I have not ruled out any kind of evidence, but you have ruled out philosophical evidence.
Where have I done such a thing? Here are what seem to be the pertinent sections of the original post:
Narrower, I didn’t pretend to close them, I have no idea what the limit of our understanding is.
This is about the mentality that many have that we are approaching the outer limits of our understanding.
I don’t see how any of this means that I’m dismissing philosophical evidence of any sort.
Good discussion.
What’s interesting to me is that these “gaps” are our invention. 700, there were no gaps — not in quite the same way that there are gaps today. What’s even more interesting, is that our gaps are not necessarily shrinking. We are filling some in, but new ones are appearing all the time, and much wider ones – in fact, the kinds of physics used to explain what happens at the smallest and largest sizes often seem quite religious as humans try to fill in these gaps.

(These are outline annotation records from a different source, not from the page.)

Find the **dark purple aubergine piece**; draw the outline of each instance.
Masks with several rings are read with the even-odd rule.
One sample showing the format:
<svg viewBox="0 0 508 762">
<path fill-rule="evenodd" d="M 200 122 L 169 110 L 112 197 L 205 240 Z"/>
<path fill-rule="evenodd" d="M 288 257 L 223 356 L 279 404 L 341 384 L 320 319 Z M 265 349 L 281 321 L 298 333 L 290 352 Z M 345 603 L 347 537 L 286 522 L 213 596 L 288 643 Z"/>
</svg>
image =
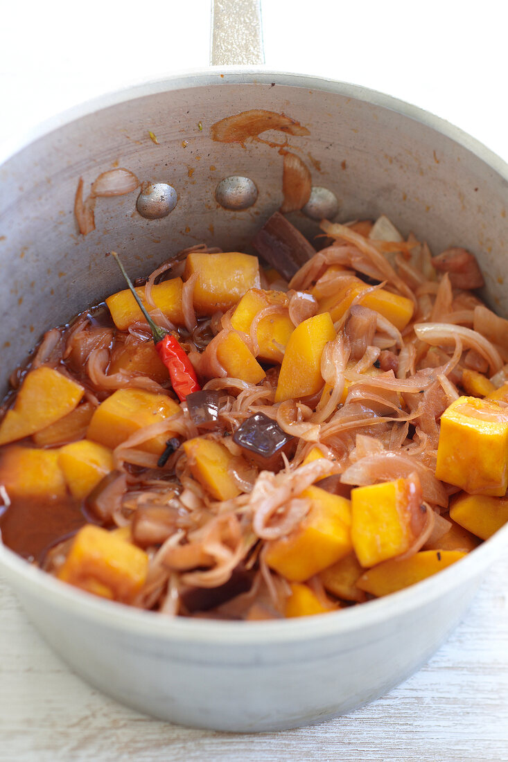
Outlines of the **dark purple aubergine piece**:
<svg viewBox="0 0 508 762">
<path fill-rule="evenodd" d="M 286 280 L 291 280 L 302 264 L 316 254 L 305 236 L 279 212 L 265 223 L 252 246 Z"/>
<path fill-rule="evenodd" d="M 244 421 L 235 431 L 233 440 L 244 454 L 268 471 L 281 468 L 282 453 L 287 455 L 294 444 L 294 437 L 264 413 L 256 413 Z"/>
<path fill-rule="evenodd" d="M 180 598 L 189 613 L 208 611 L 242 593 L 247 593 L 253 581 L 254 572 L 236 568 L 230 579 L 218 588 L 188 588 L 181 592 Z"/>
<path fill-rule="evenodd" d="M 214 428 L 219 420 L 220 398 L 223 392 L 208 389 L 192 392 L 185 399 L 189 415 L 199 428 Z"/>
</svg>

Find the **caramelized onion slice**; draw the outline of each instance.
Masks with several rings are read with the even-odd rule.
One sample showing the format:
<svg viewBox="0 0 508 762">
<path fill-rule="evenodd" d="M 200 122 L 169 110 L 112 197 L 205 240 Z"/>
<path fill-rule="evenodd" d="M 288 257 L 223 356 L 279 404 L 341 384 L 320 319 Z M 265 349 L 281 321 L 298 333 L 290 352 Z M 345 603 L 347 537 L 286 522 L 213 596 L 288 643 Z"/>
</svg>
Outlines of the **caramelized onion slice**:
<svg viewBox="0 0 508 762">
<path fill-rule="evenodd" d="M 432 263 L 439 272 L 449 274 L 453 288 L 468 290 L 484 285 L 476 258 L 465 248 L 447 248 L 437 257 L 432 257 Z"/>
<path fill-rule="evenodd" d="M 95 229 L 95 199 L 92 196 L 88 196 L 83 201 L 83 178 L 79 178 L 74 198 L 74 216 L 82 235 L 88 235 Z"/>
<path fill-rule="evenodd" d="M 477 331 L 471 331 L 464 325 L 455 325 L 452 323 L 416 323 L 414 332 L 420 341 L 425 341 L 432 347 L 450 347 L 457 343 L 457 339 L 460 339 L 464 347 L 476 350 L 485 358 L 492 373 L 497 373 L 503 367 L 503 360 L 494 344 Z"/>
<path fill-rule="evenodd" d="M 285 153 L 282 170 L 284 200 L 281 207 L 282 214 L 297 212 L 304 207 L 310 197 L 311 186 L 312 178 L 308 167 L 295 153 Z"/>
<path fill-rule="evenodd" d="M 92 196 L 124 196 L 140 184 L 133 172 L 123 167 L 102 172 L 92 184 Z"/>
<path fill-rule="evenodd" d="M 253 108 L 226 117 L 212 124 L 212 140 L 217 142 L 243 143 L 247 138 L 257 137 L 267 130 L 278 130 L 290 135 L 310 135 L 307 127 L 283 114 Z"/>
</svg>

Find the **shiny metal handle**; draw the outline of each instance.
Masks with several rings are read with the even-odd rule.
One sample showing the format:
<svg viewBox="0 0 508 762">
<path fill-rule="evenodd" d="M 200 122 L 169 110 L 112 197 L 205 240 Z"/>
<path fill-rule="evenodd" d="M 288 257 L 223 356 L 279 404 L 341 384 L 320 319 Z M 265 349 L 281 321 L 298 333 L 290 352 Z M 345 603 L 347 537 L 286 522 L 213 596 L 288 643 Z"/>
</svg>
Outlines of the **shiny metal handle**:
<svg viewBox="0 0 508 762">
<path fill-rule="evenodd" d="M 212 0 L 212 66 L 265 62 L 261 0 Z"/>
</svg>

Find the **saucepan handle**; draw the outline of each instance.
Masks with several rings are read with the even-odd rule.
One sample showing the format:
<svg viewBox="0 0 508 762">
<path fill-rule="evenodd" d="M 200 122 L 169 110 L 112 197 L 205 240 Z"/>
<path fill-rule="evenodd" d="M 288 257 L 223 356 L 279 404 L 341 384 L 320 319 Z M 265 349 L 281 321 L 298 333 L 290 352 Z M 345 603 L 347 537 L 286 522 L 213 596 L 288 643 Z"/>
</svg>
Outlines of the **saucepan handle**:
<svg viewBox="0 0 508 762">
<path fill-rule="evenodd" d="M 212 66 L 265 62 L 261 0 L 212 0 Z"/>
</svg>

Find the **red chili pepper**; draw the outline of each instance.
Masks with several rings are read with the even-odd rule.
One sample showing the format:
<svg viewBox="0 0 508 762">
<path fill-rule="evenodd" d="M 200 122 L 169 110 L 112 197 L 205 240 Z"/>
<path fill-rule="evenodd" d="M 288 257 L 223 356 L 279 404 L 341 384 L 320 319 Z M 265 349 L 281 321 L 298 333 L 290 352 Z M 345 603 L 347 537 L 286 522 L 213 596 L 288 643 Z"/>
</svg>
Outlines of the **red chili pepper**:
<svg viewBox="0 0 508 762">
<path fill-rule="evenodd" d="M 199 392 L 201 387 L 198 383 L 196 371 L 178 340 L 164 328 L 156 325 L 138 296 L 130 278 L 120 261 L 120 257 L 116 251 L 111 251 L 111 255 L 114 257 L 133 296 L 150 327 L 157 354 L 169 371 L 171 383 L 180 401 L 185 399 L 187 395 L 192 392 Z"/>
<path fill-rule="evenodd" d="M 196 371 L 178 339 L 166 334 L 162 341 L 157 341 L 156 349 L 169 371 L 172 387 L 180 400 L 192 392 L 199 392 L 201 387 L 198 383 Z"/>
</svg>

If we’re using naturalistic faculties and criteria, we’ll only ever get naturalistic answers. I’m not sure how we could ever assert, no matter how much knowledge we’ve acquired, that anything could have a completely naturalistic explanation.

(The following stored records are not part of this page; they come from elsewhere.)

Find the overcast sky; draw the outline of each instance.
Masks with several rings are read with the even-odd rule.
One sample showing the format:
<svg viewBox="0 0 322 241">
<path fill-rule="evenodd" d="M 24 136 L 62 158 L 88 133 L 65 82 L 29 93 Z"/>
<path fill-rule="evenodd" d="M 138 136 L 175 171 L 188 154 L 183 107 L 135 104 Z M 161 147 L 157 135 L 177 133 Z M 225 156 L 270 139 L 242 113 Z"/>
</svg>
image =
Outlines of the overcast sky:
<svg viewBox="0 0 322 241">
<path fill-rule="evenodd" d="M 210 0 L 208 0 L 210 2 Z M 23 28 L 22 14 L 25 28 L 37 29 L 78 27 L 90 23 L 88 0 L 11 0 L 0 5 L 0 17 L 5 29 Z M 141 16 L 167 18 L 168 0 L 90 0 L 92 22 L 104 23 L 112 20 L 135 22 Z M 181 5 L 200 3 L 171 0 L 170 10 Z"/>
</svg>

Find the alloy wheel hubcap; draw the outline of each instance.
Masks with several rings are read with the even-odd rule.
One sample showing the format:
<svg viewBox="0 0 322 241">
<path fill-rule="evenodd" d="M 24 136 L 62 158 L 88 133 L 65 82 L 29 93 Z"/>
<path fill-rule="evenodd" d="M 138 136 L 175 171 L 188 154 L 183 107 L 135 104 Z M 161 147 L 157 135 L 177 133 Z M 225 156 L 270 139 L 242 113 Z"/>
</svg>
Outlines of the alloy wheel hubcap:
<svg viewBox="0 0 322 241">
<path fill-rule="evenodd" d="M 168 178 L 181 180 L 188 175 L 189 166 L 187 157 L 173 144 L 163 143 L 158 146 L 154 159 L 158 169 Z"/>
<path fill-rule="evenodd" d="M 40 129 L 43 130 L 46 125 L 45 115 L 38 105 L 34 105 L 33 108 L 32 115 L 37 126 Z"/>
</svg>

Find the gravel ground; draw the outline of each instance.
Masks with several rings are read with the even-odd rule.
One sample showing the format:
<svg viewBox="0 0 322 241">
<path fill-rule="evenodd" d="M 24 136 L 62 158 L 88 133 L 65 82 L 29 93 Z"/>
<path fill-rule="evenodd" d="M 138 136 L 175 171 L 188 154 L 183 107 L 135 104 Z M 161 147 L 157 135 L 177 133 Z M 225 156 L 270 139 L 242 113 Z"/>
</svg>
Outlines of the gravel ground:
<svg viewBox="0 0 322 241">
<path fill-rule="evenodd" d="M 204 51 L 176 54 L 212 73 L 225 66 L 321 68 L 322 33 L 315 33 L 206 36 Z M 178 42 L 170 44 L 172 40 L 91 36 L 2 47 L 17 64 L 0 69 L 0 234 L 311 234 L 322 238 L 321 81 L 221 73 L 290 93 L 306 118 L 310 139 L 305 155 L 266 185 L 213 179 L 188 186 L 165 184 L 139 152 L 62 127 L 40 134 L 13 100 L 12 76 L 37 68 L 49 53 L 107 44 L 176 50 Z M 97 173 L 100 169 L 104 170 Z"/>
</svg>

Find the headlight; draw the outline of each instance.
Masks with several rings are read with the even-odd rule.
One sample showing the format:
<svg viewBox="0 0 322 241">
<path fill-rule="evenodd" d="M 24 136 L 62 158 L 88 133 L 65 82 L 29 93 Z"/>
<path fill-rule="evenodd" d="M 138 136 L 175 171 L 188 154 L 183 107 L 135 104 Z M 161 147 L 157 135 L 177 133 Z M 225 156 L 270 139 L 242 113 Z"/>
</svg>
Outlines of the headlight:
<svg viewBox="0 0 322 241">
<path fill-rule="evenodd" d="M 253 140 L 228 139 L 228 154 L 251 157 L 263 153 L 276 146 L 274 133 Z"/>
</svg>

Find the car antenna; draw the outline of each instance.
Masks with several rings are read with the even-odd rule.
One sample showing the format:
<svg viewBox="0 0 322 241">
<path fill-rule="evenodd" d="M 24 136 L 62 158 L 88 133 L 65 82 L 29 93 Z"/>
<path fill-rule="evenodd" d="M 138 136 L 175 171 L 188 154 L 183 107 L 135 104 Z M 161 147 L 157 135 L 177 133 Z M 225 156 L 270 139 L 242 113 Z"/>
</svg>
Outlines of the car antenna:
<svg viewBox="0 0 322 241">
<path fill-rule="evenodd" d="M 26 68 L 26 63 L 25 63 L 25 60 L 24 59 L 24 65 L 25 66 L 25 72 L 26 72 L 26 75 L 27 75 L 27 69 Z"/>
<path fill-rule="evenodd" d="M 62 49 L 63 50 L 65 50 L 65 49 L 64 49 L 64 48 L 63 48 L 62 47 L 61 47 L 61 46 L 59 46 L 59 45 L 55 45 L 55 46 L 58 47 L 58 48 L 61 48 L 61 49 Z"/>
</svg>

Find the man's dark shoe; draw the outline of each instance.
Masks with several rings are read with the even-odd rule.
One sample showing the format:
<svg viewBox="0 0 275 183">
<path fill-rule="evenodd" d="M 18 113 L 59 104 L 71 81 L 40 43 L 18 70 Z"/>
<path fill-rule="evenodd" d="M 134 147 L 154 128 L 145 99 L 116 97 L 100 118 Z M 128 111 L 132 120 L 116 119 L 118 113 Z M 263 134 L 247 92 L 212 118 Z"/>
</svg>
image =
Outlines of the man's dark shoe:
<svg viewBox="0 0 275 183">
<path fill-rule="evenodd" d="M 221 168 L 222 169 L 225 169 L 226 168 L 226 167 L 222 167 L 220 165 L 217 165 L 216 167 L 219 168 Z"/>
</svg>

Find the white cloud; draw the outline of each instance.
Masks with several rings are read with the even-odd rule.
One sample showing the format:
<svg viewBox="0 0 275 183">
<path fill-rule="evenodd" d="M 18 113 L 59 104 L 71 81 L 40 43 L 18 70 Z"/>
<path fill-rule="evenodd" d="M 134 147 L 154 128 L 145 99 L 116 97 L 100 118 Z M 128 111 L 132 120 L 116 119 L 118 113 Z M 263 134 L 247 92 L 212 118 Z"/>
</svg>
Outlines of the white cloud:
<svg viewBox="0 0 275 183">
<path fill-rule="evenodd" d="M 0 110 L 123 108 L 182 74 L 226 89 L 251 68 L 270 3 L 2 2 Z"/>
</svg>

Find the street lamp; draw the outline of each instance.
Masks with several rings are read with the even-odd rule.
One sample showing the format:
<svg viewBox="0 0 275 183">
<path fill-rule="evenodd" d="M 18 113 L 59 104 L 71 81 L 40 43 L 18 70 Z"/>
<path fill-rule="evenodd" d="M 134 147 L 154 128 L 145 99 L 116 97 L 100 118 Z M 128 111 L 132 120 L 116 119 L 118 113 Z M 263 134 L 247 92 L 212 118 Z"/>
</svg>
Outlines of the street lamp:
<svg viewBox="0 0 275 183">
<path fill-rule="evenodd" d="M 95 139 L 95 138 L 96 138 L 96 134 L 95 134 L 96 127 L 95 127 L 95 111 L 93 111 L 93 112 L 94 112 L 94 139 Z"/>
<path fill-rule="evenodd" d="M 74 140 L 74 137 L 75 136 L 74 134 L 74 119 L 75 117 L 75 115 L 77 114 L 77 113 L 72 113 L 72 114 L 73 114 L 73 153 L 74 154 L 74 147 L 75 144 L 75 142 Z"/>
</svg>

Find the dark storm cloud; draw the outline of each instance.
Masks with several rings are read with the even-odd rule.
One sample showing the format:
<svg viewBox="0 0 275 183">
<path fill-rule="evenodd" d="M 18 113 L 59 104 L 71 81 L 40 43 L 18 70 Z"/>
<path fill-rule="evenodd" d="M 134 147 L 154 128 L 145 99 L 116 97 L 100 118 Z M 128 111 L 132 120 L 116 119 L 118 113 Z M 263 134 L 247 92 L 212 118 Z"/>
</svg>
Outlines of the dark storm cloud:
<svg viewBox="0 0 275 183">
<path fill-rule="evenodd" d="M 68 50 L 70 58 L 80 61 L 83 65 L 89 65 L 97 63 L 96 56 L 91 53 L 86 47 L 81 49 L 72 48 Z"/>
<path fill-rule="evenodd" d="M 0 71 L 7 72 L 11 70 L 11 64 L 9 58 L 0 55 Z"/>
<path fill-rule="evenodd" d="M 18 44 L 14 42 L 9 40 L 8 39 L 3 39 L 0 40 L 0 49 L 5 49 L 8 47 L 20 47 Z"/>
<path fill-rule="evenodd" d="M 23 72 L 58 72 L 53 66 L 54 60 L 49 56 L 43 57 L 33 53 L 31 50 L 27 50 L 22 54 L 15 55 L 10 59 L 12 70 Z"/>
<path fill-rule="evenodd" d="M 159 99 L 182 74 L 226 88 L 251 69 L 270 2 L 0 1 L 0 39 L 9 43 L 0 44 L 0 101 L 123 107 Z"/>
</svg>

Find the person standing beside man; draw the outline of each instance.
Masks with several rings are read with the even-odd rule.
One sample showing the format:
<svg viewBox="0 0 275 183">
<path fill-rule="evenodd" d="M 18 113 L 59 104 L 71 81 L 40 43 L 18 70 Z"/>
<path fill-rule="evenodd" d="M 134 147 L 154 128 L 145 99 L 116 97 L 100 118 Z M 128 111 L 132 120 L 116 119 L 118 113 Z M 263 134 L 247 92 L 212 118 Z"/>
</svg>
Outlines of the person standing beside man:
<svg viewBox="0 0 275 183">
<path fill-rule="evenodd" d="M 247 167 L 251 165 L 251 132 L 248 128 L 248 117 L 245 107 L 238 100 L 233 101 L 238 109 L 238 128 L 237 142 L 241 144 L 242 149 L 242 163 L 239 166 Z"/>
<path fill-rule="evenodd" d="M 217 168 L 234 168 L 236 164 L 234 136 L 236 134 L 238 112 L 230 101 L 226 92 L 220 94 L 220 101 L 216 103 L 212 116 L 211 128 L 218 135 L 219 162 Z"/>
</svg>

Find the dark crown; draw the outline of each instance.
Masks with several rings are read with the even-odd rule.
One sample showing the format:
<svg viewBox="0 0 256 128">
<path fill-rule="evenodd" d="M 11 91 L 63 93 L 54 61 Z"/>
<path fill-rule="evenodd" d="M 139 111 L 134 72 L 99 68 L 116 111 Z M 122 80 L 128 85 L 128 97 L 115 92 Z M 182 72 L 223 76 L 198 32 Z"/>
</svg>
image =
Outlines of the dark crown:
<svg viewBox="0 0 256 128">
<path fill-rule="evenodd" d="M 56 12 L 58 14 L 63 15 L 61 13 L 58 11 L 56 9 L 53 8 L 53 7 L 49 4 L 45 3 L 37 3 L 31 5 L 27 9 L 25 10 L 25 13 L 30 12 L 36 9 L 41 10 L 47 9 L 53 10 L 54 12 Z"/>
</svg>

For example, let’s say we manage to unravel consciousness, explain it, and even synthesize it. We still cannot rule out something supernatural behind humanconsciousness. We cannot disprove that there maybe an Intender from which the Will proceeds.

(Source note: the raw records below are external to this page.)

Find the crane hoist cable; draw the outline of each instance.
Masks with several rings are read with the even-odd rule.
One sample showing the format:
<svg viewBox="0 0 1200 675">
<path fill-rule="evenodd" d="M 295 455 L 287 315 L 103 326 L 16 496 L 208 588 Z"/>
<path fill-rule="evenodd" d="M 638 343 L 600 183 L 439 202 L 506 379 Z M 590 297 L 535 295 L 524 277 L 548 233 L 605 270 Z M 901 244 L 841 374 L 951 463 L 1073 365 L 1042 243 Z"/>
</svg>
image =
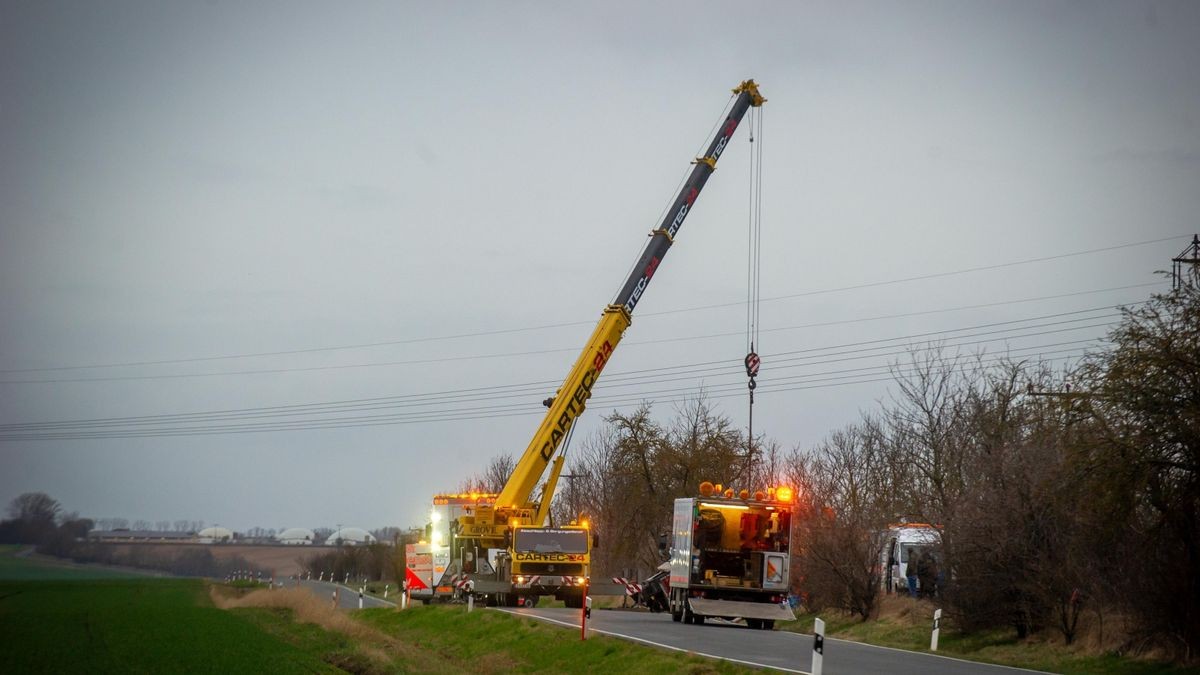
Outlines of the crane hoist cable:
<svg viewBox="0 0 1200 675">
<path fill-rule="evenodd" d="M 746 388 L 750 394 L 746 429 L 746 464 L 754 464 L 754 390 L 757 387 L 762 359 L 756 348 L 758 340 L 760 305 L 762 298 L 762 107 L 750 112 L 750 207 L 746 227 Z M 758 142 L 755 143 L 757 132 Z"/>
</svg>

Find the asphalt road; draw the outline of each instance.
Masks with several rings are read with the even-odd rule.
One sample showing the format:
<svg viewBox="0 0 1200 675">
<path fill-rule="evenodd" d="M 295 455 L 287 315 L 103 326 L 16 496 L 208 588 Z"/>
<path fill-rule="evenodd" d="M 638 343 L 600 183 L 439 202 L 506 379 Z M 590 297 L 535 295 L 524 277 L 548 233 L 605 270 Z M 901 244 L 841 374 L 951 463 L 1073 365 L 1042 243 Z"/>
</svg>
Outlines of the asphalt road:
<svg viewBox="0 0 1200 675">
<path fill-rule="evenodd" d="M 580 611 L 575 609 L 497 609 L 496 611 L 530 616 L 564 627 L 574 627 L 576 631 L 580 629 Z M 746 665 L 776 668 L 790 673 L 811 673 L 812 669 L 811 634 L 751 631 L 740 623 L 720 621 L 708 621 L 703 626 L 689 626 L 671 621 L 671 615 L 666 613 L 600 609 L 592 613 L 588 629 L 658 647 L 689 651 Z M 826 675 L 870 673 L 886 675 L 1009 675 L 1037 671 L 826 638 L 823 673 Z"/>
<path fill-rule="evenodd" d="M 294 580 L 288 580 L 294 585 Z M 332 601 L 337 589 L 340 609 L 358 609 L 358 587 L 329 581 L 300 581 L 320 598 Z M 362 607 L 396 607 L 395 603 L 364 595 Z M 564 628 L 580 629 L 580 610 L 563 608 L 502 609 L 517 616 L 548 621 Z M 588 631 L 642 643 L 660 649 L 692 652 L 760 668 L 787 673 L 811 673 L 812 635 L 784 631 L 751 631 L 740 623 L 709 620 L 703 626 L 671 621 L 670 614 L 596 609 L 588 620 Z M 1039 673 L 1007 665 L 976 663 L 953 657 L 877 647 L 826 638 L 824 675 L 1014 675 Z"/>
<path fill-rule="evenodd" d="M 294 586 L 295 580 L 288 579 L 284 581 L 287 586 Z M 358 609 L 359 608 L 359 589 L 353 584 L 347 586 L 344 584 L 331 584 L 329 581 L 306 581 L 300 580 L 300 587 L 308 589 L 318 598 L 325 598 L 330 602 L 334 601 L 334 590 L 337 590 L 337 608 L 338 609 Z M 362 595 L 362 608 L 371 607 L 396 607 L 395 603 L 390 601 L 384 601 L 379 598 L 371 597 L 366 593 Z"/>
</svg>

Any disproof would have to be philosophical.
This is what I was getting at initially. I believe we can deduce, philosophically, that human intention is completely aberrant against the backdrop of the rest of the universe, and it seems quite likely that human intention is distinct from it. This is is not a proof, simply an idea that is worth throwing around.
“Narrower, I didn’t pretend to close them, I have no idea what the limit of our understanding is.”
The problem is that this equates our understanding with our scientific understanding. Our scientific knowledge of the brain is all that you referred to when pointing out “gaps”. The idea that these might not be gaps because our philosophical knowledge might fill them out was not even considered.
“I don’t see how any of this means that I’m dismissing philosophical evidence of any sort.”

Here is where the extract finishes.